Spotted a story yesterday about the rise of (and grand question about) the cupcake boutique on the New York Times site, and I had to check it out.
I’m sharing it with you not just because cupcakes generate more saliva than I have fluid in my body, but because there’s a really interesting paragraph that reads like a blog. Even though the story appears in the Small Business section (at least that’s their header):
“Cupcake stores are taking the place of ice cream stores,” said Adam Borden, whose Baltimore-based venture capital firm, Bradmer Foods, specializes in food-focused enterprises. “Cupcakes aren’t seasonal like ice cream, and they appeal to people who want the authentic experience. They have an allure based on nostalgia.”
All of which suggests a couple of questions: How many cupcakes do you have to sell to pay the rent? And are cupcakes a viable business? These are still very early days in the Great Cupcake Rush, but the answers appear to be, respectively, a lot and maybe. (What do you think? Click HERE to leave a comment.)

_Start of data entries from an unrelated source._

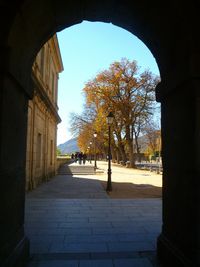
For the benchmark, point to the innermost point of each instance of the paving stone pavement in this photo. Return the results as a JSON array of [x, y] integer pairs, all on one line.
[[92, 230]]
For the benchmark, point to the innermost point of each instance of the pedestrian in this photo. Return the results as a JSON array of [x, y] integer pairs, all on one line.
[[84, 158], [80, 157]]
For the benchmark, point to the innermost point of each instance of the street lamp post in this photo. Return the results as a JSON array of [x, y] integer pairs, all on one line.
[[95, 156], [110, 118], [90, 153]]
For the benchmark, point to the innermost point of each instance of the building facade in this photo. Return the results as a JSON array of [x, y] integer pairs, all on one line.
[[43, 115]]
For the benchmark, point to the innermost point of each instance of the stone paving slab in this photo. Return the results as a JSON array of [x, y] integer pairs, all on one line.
[[96, 225]]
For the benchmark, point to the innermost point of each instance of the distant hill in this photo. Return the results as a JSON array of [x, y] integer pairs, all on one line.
[[69, 146]]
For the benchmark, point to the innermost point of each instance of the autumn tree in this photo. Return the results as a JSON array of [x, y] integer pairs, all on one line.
[[128, 94]]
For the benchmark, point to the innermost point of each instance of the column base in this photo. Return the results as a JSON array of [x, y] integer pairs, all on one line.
[[169, 255], [19, 256]]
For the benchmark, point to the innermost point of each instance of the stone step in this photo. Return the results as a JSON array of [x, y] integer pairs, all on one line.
[[117, 259]]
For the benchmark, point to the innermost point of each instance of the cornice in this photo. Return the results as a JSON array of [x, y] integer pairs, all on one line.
[[43, 95]]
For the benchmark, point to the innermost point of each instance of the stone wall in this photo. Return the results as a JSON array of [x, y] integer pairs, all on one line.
[[43, 117]]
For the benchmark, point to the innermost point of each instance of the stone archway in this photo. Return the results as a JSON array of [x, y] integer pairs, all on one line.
[[25, 28]]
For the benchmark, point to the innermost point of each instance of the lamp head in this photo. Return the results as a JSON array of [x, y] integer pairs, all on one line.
[[110, 118]]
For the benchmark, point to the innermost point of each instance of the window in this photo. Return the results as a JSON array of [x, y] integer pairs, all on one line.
[[53, 84], [51, 152], [38, 151], [42, 61]]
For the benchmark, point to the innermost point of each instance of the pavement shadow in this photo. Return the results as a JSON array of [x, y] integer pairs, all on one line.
[[68, 186]]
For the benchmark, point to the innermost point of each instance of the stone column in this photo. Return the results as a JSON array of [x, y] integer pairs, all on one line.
[[178, 244], [14, 247]]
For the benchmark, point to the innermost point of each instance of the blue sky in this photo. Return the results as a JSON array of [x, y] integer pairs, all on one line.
[[86, 49]]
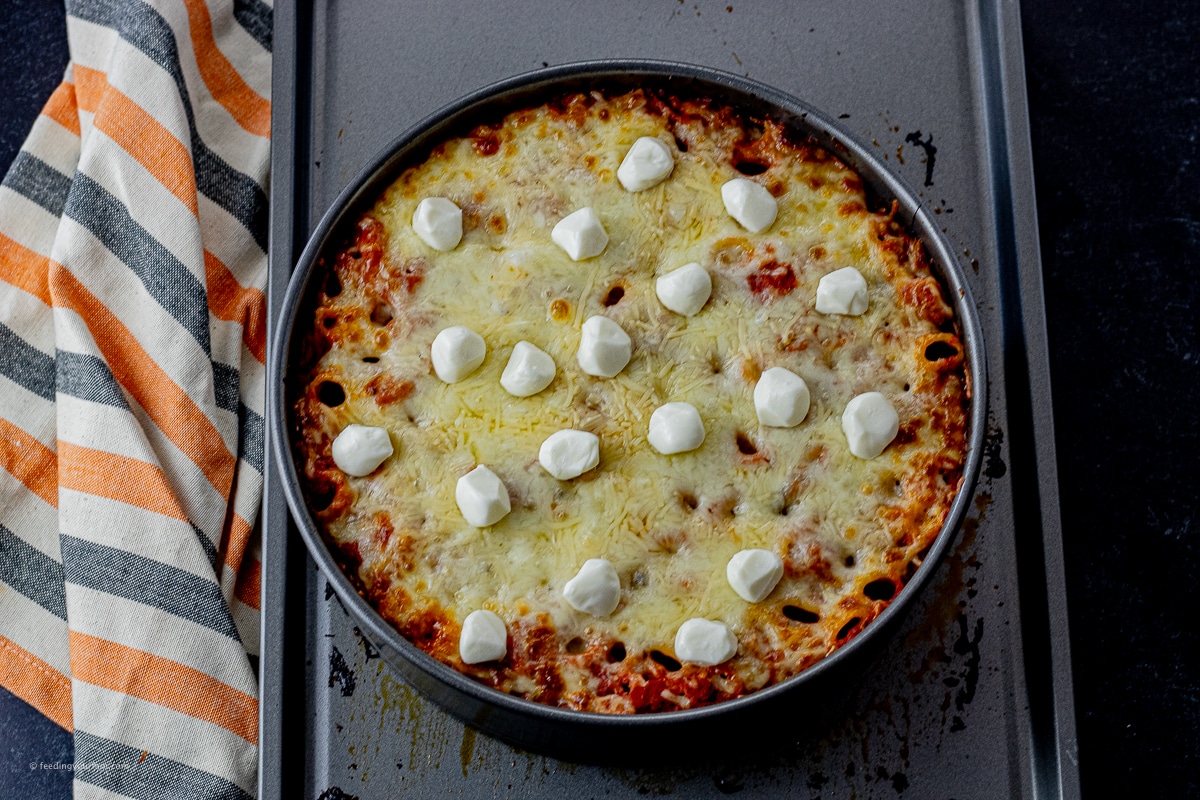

I like it. It recognizes that readers expect to have interactivity built into the text they read, and they are becoming more and more comfortable with writers acknowledging that interactivity, rather than what I call “playing dumb.” That’s where the story is written as if for a printed page, but oops, there’s something we could link to there. Let’s slap some HTML underneath to appease the surfers. Well you didn’t appease me. You just made me wonder, for a split second, why this word was underlined and in a different color.
Even though I’m the first generation to literally grow up with the Internet, I still trip up with that. So I don’t think it’s a generational thing; people will continue tripping up over writers’ “playing dumb.” Thus, they shouldn’t be told they have to by silly, out-of-touch editors. Nice job New York Times Small Business section.
But wait, isn’t there someone who’d been writing casually and “to” the interactivity for a while now? Yes. Political reporters Mick Dumke and Ben Joravsky, at the Chicago Reader.
Joravsky’s column last week was mostly journalism, but written in a casual tone. People don’t read it for his opinion, they read it for the journalism. And for the directions on how to see where their money is going, if not what it’s being spent on.